February 10th – A little way down the High Street, the pleasant church of St. John, another part of Walsall Wood that looks good lit up in the dark. I’ve always liked the elegant lines of the tower and church, before the hideous modern extension was added. This was a simple, understated design that has been utterly bastardised by the cruel abuse of the architects, who completely failed to understand the beauty of this church, as they did so many in the diocese sullied by their handiwork.

January 22nd – I passed through New Street mid-afternoon. The whole place was grey. It’s still chaos, and has been clearly designed with anything but the passengers in mind.

I stood waiting for a late train. Ever signal I could see was red. Sometimes, commuting feels like this. 

To quote Dexy’s, tell me when my red light turns green.

January 14th – I had to pop to a store in Crown Wharf on the way home, Walsall’s retail park on the fringes of the town centre. I hate the place with a passion – built on a very inhuman scale, it’s horrid to walk or cycle around, and appears to be solely designed without any aesthetic merit purely to extract cash from consumers whilst doing as little as possible in the way of accommodating design.

At night it’s even more grim than in the day. A place utterly without redeeming features.

September 15th – I spent the afternoon in Droitwich. This piece of woeful, inexplicable cycling ‘infrastructure’ is precisely why we’ll never have nice things.
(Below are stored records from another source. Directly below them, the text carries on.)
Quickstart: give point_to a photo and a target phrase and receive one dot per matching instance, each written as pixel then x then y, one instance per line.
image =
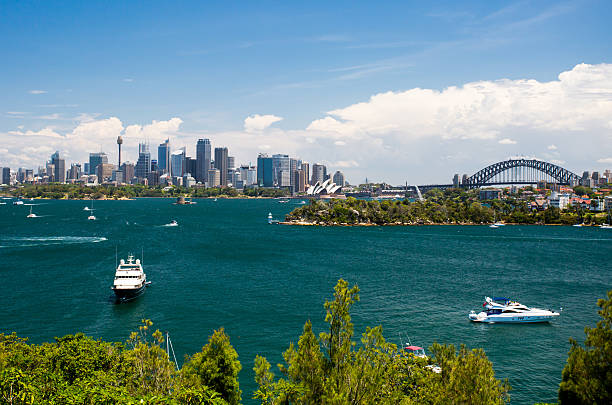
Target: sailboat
pixel 31 215
pixel 92 216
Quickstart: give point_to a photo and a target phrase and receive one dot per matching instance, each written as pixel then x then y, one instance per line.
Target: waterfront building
pixel 59 167
pixel 203 159
pixel 299 181
pixel 177 162
pixel 95 159
pixel 319 172
pixel 221 164
pixel 6 175
pixel 265 175
pixel 339 178
pixel 281 163
pixel 143 165
pixel 128 171
pixel 105 172
pixel 163 156
pixel 214 178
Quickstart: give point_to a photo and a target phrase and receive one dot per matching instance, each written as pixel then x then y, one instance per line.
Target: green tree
pixel 217 367
pixel 587 375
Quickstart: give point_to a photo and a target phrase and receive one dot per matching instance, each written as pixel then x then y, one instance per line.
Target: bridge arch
pixel 520 171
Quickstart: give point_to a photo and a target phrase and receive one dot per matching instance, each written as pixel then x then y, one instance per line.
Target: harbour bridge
pixel 509 172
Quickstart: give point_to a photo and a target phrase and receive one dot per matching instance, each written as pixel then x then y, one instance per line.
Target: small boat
pixel 271 220
pixel 31 215
pixel 503 310
pixel 130 279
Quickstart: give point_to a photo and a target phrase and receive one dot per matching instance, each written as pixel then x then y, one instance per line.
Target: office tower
pixel 59 166
pixel 299 181
pixel 143 165
pixel 318 173
pixel 177 162
pixel 75 171
pixel 265 173
pixel 95 159
pixel 6 175
pixel 163 156
pixel 202 160
pixel 221 164
pixel 191 165
pixel 338 178
pixel 128 171
pixel 280 163
pixel 306 167
pixel 214 178
pixel 119 143
pixel 104 171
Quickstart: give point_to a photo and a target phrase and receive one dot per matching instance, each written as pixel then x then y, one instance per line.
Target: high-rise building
pixel 338 178
pixel 306 168
pixel 177 162
pixel 59 165
pixel 318 173
pixel 202 160
pixel 214 178
pixel 299 181
pixel 265 173
pixel 104 172
pixel 163 156
pixel 128 171
pixel 221 164
pixel 6 175
pixel 95 159
pixel 281 163
pixel 143 165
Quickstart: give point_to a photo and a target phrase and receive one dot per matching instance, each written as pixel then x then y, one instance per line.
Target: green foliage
pixel 334 369
pixel 217 367
pixel 77 369
pixel 587 375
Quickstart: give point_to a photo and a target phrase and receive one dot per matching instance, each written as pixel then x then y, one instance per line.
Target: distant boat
pixel 31 215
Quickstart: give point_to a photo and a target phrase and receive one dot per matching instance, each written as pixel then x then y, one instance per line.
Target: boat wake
pixel 30 241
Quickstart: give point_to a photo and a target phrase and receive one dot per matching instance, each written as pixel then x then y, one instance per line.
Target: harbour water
pixel 224 266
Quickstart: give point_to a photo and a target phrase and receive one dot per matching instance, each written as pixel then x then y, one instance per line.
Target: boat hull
pixel 126 294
Do you think the designer gave any thought to cyclists going in the other direction?

(No, there isn’t a lane on the other side of the road; there isn’t even a pavement.)

May 19th – Junction 9 of the M6, and Wood Green, the area around it, is horrible. Heavy traffic, poor air quality, grime and an utterly inhuman, dystopian architecture all contribute to make this place awful. There is humanity here, and great buildings, in the backstreets. But in the immediate vicinity of the junction, there is little to credit this place, despite the fact that it hosts the River Tame, A major railway and a motorway side by side.  The crowning glory of the inhuman design is the pedestrian underpass – dark, with 90 degree bends. Grey, filthy surfaces and forbidding outlooks that are dark and foreboding.

I hate this place with a passion.

August 3rd – Walsall Council seem surprised that the new Tesco hypermarket on Wisemore isn’t leading a regeneration of the town, and instead, seems to be sucking the life out of it. It’s obvious really. As this view from in front of the bus station shows, Tesco couldn’t give a toss about the town. The entire store has been built to face the new ring road, helpfully constructed by the council to deliver shoppers to the retail behemoth and take them away again without ever having to interact with the rest of the town. They haven’t even been bothered enough to put a sign on the rear of the building. I don’t think I’ve ever seen a development where contempt for the host community has ever been so wilfully incorporated in the design.

Presumably, the planning committee looked at the design and thought ‘Yeah, that looks OK.’. Bewildering.

June 24th – Another day, another wet ride home. The Arboretum Junction in Walsall is a dreadful design. A perfectly serviceable island has been replaced by a hugely complex traffic light controlled crossway. I often end up here, waiting 10 minutes at a time for the lights in my lane to turn green. I loathe this fiddly, overcomplicated piece of urban design with a passion.